Foods that age, like cheese, or when meat begins to cook under the heat of an open flame, the proteins inside it undergo a change at a molecular level. This process breaks the proteins completely into various units, one of which is a molecule called L-glutamate, the singular molecule responsible for Umami. We owe one to Ikeda for recognizing and discovering something like this.
Literal translation of this Japanese term means “pleasant, savory taste” or “yummy,” but that barely gives us anything to go on. Let’s put it in a layman’s term so that we all can understand. Think greasy or fatty meats like dry aged steak. Think seafood or aged cheese, they all carry the signature of Umami and the list goes on and on. Foods which include less Umami are things like tomatoes, beets, corn and soybeans.
So now that you guys know a little about what the fifth mysterious taste is like you can LET YOUR TONGUE’S IMAGINATION GO WILD…
Basic taste and their common components
Distinguishing 5 basic tastes is an essential survival skill that we humans are born with, because it allows us to avoid risky foods and obtain nutrients safely to live a healthy life.
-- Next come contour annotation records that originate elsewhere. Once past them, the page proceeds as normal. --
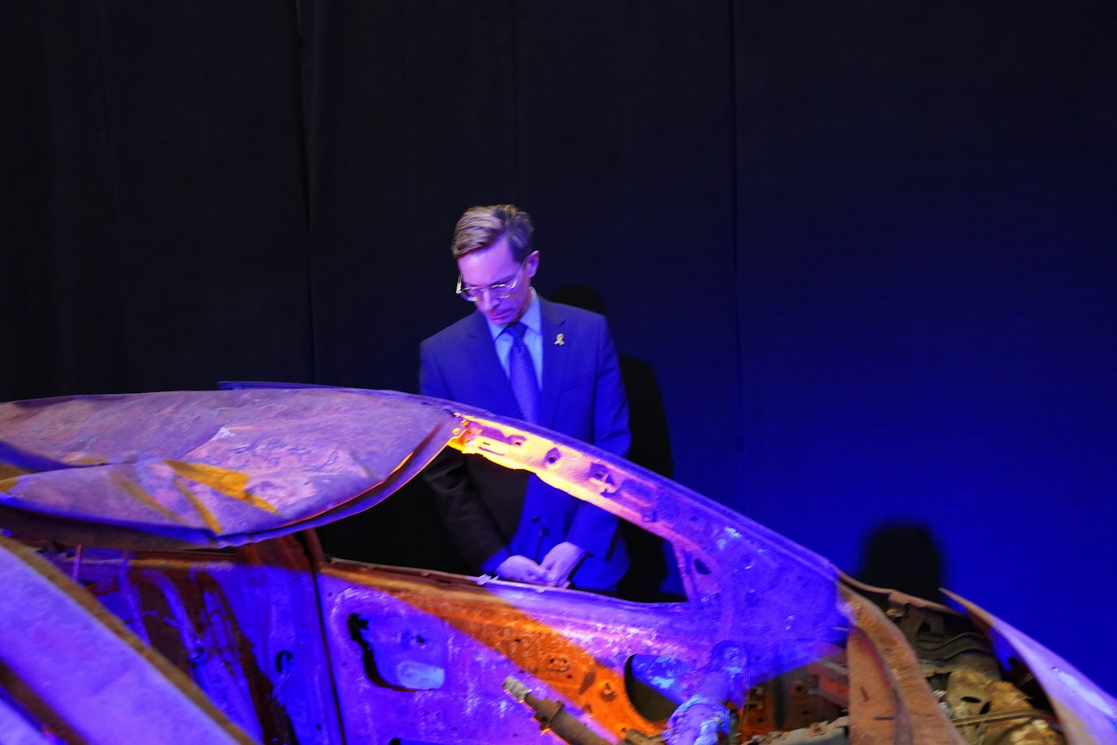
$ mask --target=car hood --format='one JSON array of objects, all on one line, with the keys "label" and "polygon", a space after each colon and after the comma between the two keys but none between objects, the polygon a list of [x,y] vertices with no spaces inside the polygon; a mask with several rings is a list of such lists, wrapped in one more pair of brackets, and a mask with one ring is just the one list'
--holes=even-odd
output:
[{"label": "car hood", "polygon": [[318,388],[2,403],[0,522],[67,543],[241,545],[371,507],[458,422],[430,401]]}]

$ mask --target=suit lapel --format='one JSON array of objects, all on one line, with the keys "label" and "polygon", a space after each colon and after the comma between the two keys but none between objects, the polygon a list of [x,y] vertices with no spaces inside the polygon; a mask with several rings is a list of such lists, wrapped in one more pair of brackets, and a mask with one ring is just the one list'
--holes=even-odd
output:
[{"label": "suit lapel", "polygon": [[488,324],[485,316],[475,311],[470,316],[474,323],[467,332],[469,337],[469,360],[468,364],[474,380],[484,381],[484,401],[478,401],[478,405],[488,409],[502,417],[519,417],[519,407],[512,395],[512,385],[500,366],[500,359],[496,355],[496,346],[493,337],[489,336]]},{"label": "suit lapel", "polygon": [[556,344],[563,333],[566,319],[553,303],[540,298],[543,316],[543,389],[540,391],[540,423],[554,429],[555,413],[558,411],[558,392],[566,380],[569,343]]}]

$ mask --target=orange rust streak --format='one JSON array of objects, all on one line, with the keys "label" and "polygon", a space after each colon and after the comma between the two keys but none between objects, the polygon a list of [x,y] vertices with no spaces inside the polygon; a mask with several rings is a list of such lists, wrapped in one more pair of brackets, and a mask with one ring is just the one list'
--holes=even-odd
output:
[{"label": "orange rust streak", "polygon": [[182,460],[165,460],[163,462],[170,466],[171,470],[183,478],[189,478],[191,481],[203,484],[204,486],[208,486],[214,491],[219,491],[227,497],[246,502],[252,507],[258,507],[259,509],[269,512],[273,515],[279,514],[279,510],[276,509],[270,503],[261,499],[248,490],[248,474],[230,470],[228,468],[220,468],[219,466],[210,466],[208,464],[188,464]]},{"label": "orange rust streak", "polygon": [[120,472],[114,472],[112,475],[112,480],[113,480],[113,483],[117,487],[120,487],[124,491],[127,491],[130,496],[132,496],[135,499],[142,502],[143,504],[147,505],[152,509],[161,513],[162,515],[164,515],[166,517],[170,517],[171,519],[173,519],[176,523],[181,523],[183,525],[187,524],[187,522],[183,520],[181,516],[176,515],[173,510],[168,509],[163,505],[159,504],[159,502],[156,502],[153,496],[151,496],[150,494],[147,494],[142,486],[140,486],[139,484],[136,484],[134,480],[132,480],[131,478],[128,478],[126,475],[120,474]]},{"label": "orange rust streak", "polygon": [[[486,647],[497,650],[527,674],[561,693],[612,733],[658,729],[624,695],[618,672],[546,622],[476,585],[417,588],[414,577],[395,579],[323,567],[323,574],[382,590],[413,608],[440,618]],[[564,670],[548,670],[550,658],[563,658]],[[603,691],[612,691],[607,699]]]},{"label": "orange rust streak", "polygon": [[202,516],[202,519],[206,520],[206,525],[209,526],[209,529],[212,531],[213,535],[221,535],[221,523],[219,523],[217,516],[213,515],[213,513],[211,513],[204,504],[202,504],[202,500],[179,480],[174,481],[174,488],[190,500],[190,504],[194,506],[194,510]]}]

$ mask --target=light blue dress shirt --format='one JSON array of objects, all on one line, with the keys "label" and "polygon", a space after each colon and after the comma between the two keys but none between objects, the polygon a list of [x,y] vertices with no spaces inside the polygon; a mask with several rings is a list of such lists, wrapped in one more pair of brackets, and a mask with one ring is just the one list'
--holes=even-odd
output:
[{"label": "light blue dress shirt", "polygon": [[[512,334],[504,333],[504,326],[498,326],[488,318],[489,334],[493,336],[493,344],[496,346],[496,355],[500,357],[500,366],[504,369],[505,378],[508,378],[508,357],[512,354]],[[535,367],[535,382],[540,390],[543,390],[543,314],[540,311],[540,298],[532,288],[532,303],[519,317],[519,323],[526,326],[524,332],[524,344],[532,355],[532,366]]]}]

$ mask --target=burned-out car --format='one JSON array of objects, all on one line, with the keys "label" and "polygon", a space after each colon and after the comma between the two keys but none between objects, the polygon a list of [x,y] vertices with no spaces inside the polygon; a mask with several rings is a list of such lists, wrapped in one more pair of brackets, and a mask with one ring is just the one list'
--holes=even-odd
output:
[{"label": "burned-out car", "polygon": [[[322,551],[313,528],[445,447],[658,536],[685,596]],[[967,601],[860,585],[621,458],[447,401],[0,404],[0,526],[3,743],[1117,742],[1117,701]]]}]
Our tongue enables us to avoid danger by detecting the sour taste of organic acids in unripe fruit or rotting food, or the bitterness of alkaloids. On the contrary, when our tongues identify the sweetness or the saltiness of minerals necessary to maintain a healthy body, we actively consume them.
Where to find Umami?
The main ingredients of Umami are glutamate, inosinate and guanylate.
Glutamate can be found in a range of foods including meat, fish and vegetables. Inosinate is found in fairly big quantities in meat based foods such as meat and fish, while large volume of Guanylate can be found in dried mushroom products such as dried shiitake mushrooms.
Through the process of ripening and fermentation the component of Umami increases. Plenty of traditional foods from around the globe, such as soy sauce and other fermented condiments made from grain, fish sauces and cheeses are excellent sources of Umami.